Así, desde estos postulados clásicos del relato de casa encantada, Círculo de la muerte se nos presenta, a priori, como una muestra más de un subgénero que en el cine británico y norteamericano de los setenta y ochenta iba a conocer un auge especial (La leyenda de la casa del infierno de John Hugh, 1973; Pesadilla diabólica de Burnt Offerings, 1976; Terror en Amityville de Stuart Rosenberg, 1979; El resplandor de Stanley Kubrick, 1980; Al final de la escalera de Peter Medak, 1980; Poltergeist de Tobe Hooper, 1982). De hecho, la dirección serena, contenida y sugerente de Loncraine entronca con el mejor terror atmosférico de la época, a lo que contribuye la sombría fotografía de Peter Hannan y la perturbadora partitura de Colin Towns.

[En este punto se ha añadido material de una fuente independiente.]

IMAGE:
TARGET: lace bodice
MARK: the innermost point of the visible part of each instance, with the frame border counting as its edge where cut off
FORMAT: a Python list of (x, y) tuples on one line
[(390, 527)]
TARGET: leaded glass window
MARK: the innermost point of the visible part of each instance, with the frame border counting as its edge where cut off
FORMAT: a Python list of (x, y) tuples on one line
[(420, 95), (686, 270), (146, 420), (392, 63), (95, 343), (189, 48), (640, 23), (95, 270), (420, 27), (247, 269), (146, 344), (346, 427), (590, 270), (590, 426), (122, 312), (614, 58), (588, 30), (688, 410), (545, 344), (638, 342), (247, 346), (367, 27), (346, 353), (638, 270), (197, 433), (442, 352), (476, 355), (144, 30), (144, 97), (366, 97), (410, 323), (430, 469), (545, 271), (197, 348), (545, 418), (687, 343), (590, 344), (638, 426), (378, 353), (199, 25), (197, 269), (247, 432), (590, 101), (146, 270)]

No obstante, es en el plano narrativo donde la cinta desfallece hasta el descarrilamiento. Su errático desarrollo argumental, lleno de tropezones e incongruencias, entorpece el visionado de una historia ya de por sí lastrada por su permanente aura de déjà vu (percepción que, todo sea dicho, el espectador actual puede tener por títulos que la sucedieron). Afortunadamente, la sensación de decepción queda en parte atenuada por una gran escena final en la que, es más, se puede identificar cierta imagen como posible referencia para Los otros de Amenábar. Ya solo por eso, y por Farrow, Círculo de la muerte merece la pena.